Любое событие сначала выступает как будущее, потом - как настоящее, наконец - как прошлое: разыгрывается во всех трех регистрах времени. Отсюда полнокрасочность, выпуклость события, которое мы созерцаем и спереди, и сбоку, и сзади. Событие приходит к нам из будущего и уносится в прошлое, но само будущее никогда не приходит, его нельзя взять, присвоить, исчерпать. Будущее - как пушка: оно в нас выстреливает событием, а само откатывается назад.

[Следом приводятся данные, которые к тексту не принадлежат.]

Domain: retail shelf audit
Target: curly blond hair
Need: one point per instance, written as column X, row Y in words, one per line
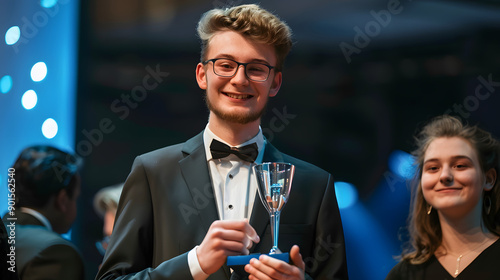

Период, в который мы сейчас вступаем, - это уже не период после чего-то: посткоммунизм, постмодернизм, постиндустриализм, постструктурализм. Это скорее период "прото-", зарождения новых культурных формаций. Когда мы делаем наброски, то пользуемся ластиком едва ли не больше, чем грифелем. Вот почему сейчас такая огромная потребность в неизвестном будущем, которое скорее стирает определенность наших проектов, чем способствует их воплощению. "Прото" не предвещает и не предопределяет будущего, но размягчает настоящее, придает любому тексту свойства черновика, незавершенности, сырости. "Прото" - это новое, ненасильственное отношение к будущему в модусе "может быть" вместо прежнего "должно быть" и "да будет". "Прото" - эпоха сменяющихся проектов, которые не подчиняют себе нашей единственной реальности, но умножают альтернативные возможности. Будущее не пишется под диктовку утопии, напротив, стирает ее жесткие черты и превращает в "прото-утопию", набросок одной из многих будущностей. Будущее выступает как мягкая форма негации, как расплывчатость любого знака, диффузность любого смысла.
В отличие от авангардистского или утопического проекта, сознательно устремленного в будущее ради его переделки, "прото-" указывает на неподотчетность и непредрешимость будущего, которое действует так же, как бессознательное у Фрейда или язык у Лакана. Будущее столь же непредсказуемо, как и неотменимо, оно - общий круг всех инаковостей, оно - самое "другое" из всего, что нам дано пережить, с чем дано соприкоснуться. Язык все-таки есть, бессознательное все-таки есть, и нам даны некоторые способы их дешифровки, некая, пусть несовершенная грамматика. Но будущее - это язык без грамматики, это бессознательное без сновидений, - чистое ничто, которое неизбежно становится всем, чтобы снова и снова оставаться ничем.
------------------------------------
Примечания1. М.Бахтин. Проблемы поэтики Достоевского, изд. 4. М., "Советская Россия", 1979, с.193.
2. С. Л. Франк, Непостижимое, в его кн. Сочинения. М., "Правда", 1990, с. 216.